Intervista:
1) Sappiamo che quando parliamo di una band è molto importante il monicker,
il vostro mi incuriosisce molto, da cosa deriva?
Deriva dal "ROCKY HORROR PICTURE SHOW"… ma fondamentalmente è nato per caso…
di sicuro non si può dire che sia usuale.
2) Quali sono state le influenze musicali ed artistiche che vi hanno
accompagnato nella realizzazione di questo album?
Credo che a livello musicale ognuno abbia portato le proprie esperienze, che sono l'una diametralmente
opposta all'altra, questo ci ha sicuramente arricchito, ed al momento della realizzazione dell'album è
bastato attingere in questo grosso pentolone per tirare fuori quello che sarebbe stato il nostro "crossover style".
3) Nei vostri pezzi è possibile intuire una certa attitudine politica. Vi identificate in questa prospettiva?
Quello di cui parliamo nei nostri pezzi è la nostra vita, tra le sue sfaccettature c'è
la politica come ci sono mille altri argomenti, e noi ci identifichiamo in ognuno di essi.
4) Quali sono le vostre aspettative dopo l'uscita di questo album?
Per ora prosegue il "DRITTO IN FACCIA TOUR", ma siamo già al lavoro sui nuovi brani
che comporranno il nostro prossimo album.
5) Cosa cercate di trasmettere al pubblico tramite le vostre canzoni?
La rabbia contro chi ci reprime e la passione per la musica!
6) Che importanza date, nella vostra vita artistica, alle esibizioni live?

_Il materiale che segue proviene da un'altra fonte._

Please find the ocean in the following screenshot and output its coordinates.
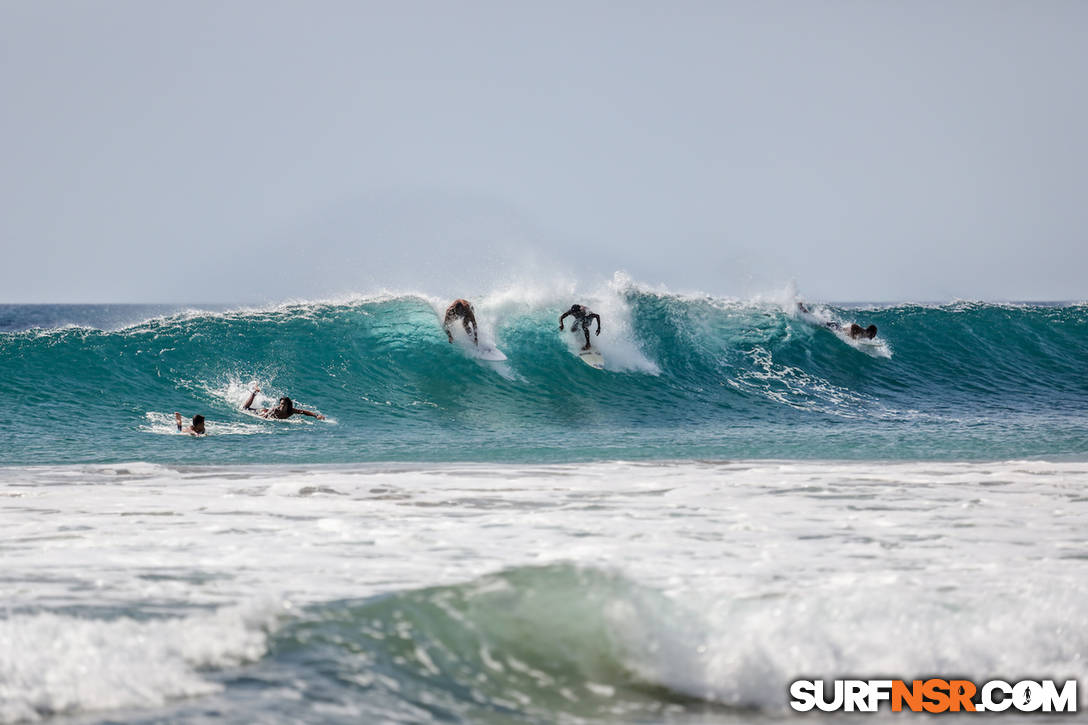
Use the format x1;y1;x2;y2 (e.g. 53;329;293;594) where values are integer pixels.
0;278;1088;723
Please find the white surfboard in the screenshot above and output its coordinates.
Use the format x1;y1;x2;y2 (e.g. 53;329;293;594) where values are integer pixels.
578;349;605;370
468;343;506;363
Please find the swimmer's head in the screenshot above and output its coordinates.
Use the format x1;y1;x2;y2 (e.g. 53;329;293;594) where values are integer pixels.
272;395;295;418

Il live è il momento in cui incontri il pubblico e finalmente puoi vedere cosa realmente pensa
dei tuoi brani. Per noi ha una grande importanza, lo dimostra il fatto che né abbiamo fatti oltre 100
in poco più di un anno.
7) Come dice il titolo stesso, questo album va proprio "Dritto in faccia".
Cosa pensate delle critiche che potreste ricevere dopo i temi trattati nel vostro ultimo lavoro?

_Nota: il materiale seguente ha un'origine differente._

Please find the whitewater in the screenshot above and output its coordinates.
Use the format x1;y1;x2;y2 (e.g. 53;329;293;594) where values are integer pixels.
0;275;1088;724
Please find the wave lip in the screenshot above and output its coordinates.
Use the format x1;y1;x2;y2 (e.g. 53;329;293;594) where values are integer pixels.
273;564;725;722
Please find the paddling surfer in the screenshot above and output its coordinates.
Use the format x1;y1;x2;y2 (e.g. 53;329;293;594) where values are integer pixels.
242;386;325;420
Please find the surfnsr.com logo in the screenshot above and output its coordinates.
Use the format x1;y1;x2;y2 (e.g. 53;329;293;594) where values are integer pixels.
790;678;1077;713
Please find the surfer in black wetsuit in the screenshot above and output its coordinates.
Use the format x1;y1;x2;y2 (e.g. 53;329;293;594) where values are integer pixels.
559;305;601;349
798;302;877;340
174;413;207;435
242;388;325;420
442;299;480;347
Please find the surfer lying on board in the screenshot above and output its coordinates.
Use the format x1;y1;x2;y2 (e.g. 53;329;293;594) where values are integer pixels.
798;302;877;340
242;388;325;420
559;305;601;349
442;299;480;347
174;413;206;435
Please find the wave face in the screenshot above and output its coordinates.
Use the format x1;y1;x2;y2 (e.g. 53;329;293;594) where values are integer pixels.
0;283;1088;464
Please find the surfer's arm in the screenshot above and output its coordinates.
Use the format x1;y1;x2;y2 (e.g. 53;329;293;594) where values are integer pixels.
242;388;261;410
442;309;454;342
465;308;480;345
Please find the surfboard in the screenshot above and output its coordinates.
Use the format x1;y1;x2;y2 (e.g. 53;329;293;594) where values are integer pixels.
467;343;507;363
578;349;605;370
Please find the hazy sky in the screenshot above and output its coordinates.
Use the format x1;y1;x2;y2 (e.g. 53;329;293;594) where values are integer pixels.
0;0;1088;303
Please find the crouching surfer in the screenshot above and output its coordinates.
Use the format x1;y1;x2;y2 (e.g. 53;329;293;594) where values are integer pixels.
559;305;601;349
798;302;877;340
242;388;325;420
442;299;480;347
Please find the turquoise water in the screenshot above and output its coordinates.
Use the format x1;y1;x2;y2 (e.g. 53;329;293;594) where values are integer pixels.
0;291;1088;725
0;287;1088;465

L'album è stato recensito già da parecchie web-zine e magazine specializzati, da tutti abbiamo ricevuto solo
complimenti per gli argomenti trattati, questo per noi è un ulteriore stimolo.
8) Potete parlarci un po' del tour di "Dritto in faccia"?
E' un tour nazionale che conta oltre 100 concerti
in poco più di un anno, è partito nella primavera
'05 (PUGNI AL VENTO TOUR - ndr) per presentare il
nostro singolo radiofonico e da allora non si è mai fermato,
portandoci sul palco assieme a grandi nomi quali: "24 GRANA", "ALMAMEGRETTA", "BAMBOLE DI PEZZA", "LOS FASTIDIOS",
"SMOKE" (ex Reggae National Tickets), "CISCO" (ex Modena City Ramblers) e "FOLKABBESTIA".
9) Dove è distribuito?
L'album, sia la versione base che la "special-edition" fresca di stampa, è distribuito in tutta Italia ma anche
all'estero: Svizzera, U.S.A., Repubblica Ceca, Malesia, Canada, Nuova Zelanda, Russia e Francia.
10) Ci potete parlare un po' delle collaborazioni che avete avuto nella realizzazione di questo CD?
L'album è stato registrato presso lo studio della "Milosci records", il mixaggio è stato invece fatto da Franco Fucili
della "Kiu records" presso l'"Alos recording studio".
La grafica è stata realizzata dall'"E-Visual" di Bologna, che ha curato inoltre tutto il nostro merchandise.
11) Come e quando sono nati i "RHFS"?
Nella nostra mente sono nati nel dicembre '02, con la voglia di unire il rap alla musica strumentale,
ma la loro reale data di nascita risale alla primavera '05.
12) Come è la scena musicale nella vostra città?
Non è un gran che, ci sono pochissimi buoni artisti, dozzine di cover-band e nessun posto in cui suonare.
13) Quali sono i vostri idoli in ambito musicale? E i vostri ascolti più frequenti?
Io personalmente ascolto molto Casino Royale, Assalti Frontali e Korn, mentre se ti dovessi fare il nome di
un "idolo", direi: RAGE AGAINST THE MACHINE.
14) Secondo voi negli ultimi decenni il Rock si è evoluto o è decaduto?
Non credo si possa generalizzare, grazie ad alcune band si è evoluto e grazie ad altre
è decaduto, l'importante è che sia vivo!
Grazie per l'intervista e in bocca al lupo per la vostra carriera.
Grazie a voi ed un saluto ai lettori di "MusicUnderground"!